Kenney’s government, when it took power, cancelled tax incentives designed to grow high-tech. He said those programs were ineffective as they reached a small percentage of the tech market.
On Thursday, Kenney said part of Monday’s plan will include the outline of a new program to incentivize job-creating investment in the information technology, digital and innovation sector.
“We will be outlining a number of sectoral strategies in areas of our economy that we need to grow in order to diversify while also articulating policies that ensure a strong future for the oil and gas sector.”
Kenney won last year’s election on a promise to galvanize Alberta’s economy, struggling even then with low oil and gas prices. He promised a pan-economic, less-is-more approach, championing broad incentives and then letting the free market take its course.

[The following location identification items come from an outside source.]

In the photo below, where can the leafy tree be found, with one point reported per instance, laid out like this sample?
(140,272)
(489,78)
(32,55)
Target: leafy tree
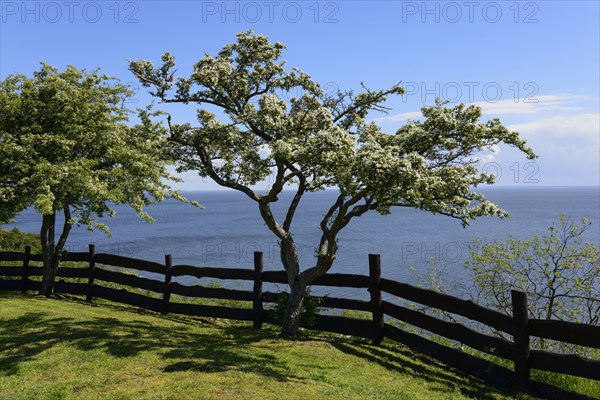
(558,271)
(316,140)
(15,240)
(66,147)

To that end, his government cut the corporate income tax rate, reduced the minimum wage for those under 18, and scrapped the provincial consumer carbon tax, though that levy was later replaced with a federal version.
Albertans have the lowest overall tax burden among Canadian provinces, and Albertans do not pay a provincial sales tax.
Since then, as the oil and gas economy has continued to struggle, Kenney has assumed a more direct interventionist approach.
In March, his government agreed to provide $1.5-billion to Calgary-based TC Energy Corporation, enabling the completion of the KXL pipeline to ultimately take Alberta crude across the United States to refiners and shippers on the Gulf Coast.
The $1.5 billion in equity investment will be followed by a $6-billion loan guarantee next year.
Kenney has said Alberta will be able to sell its shares for a profit after the pipeline is built and it will generate a net return of more than $30 billion through royalties and higher prices for its oil over the next two decades.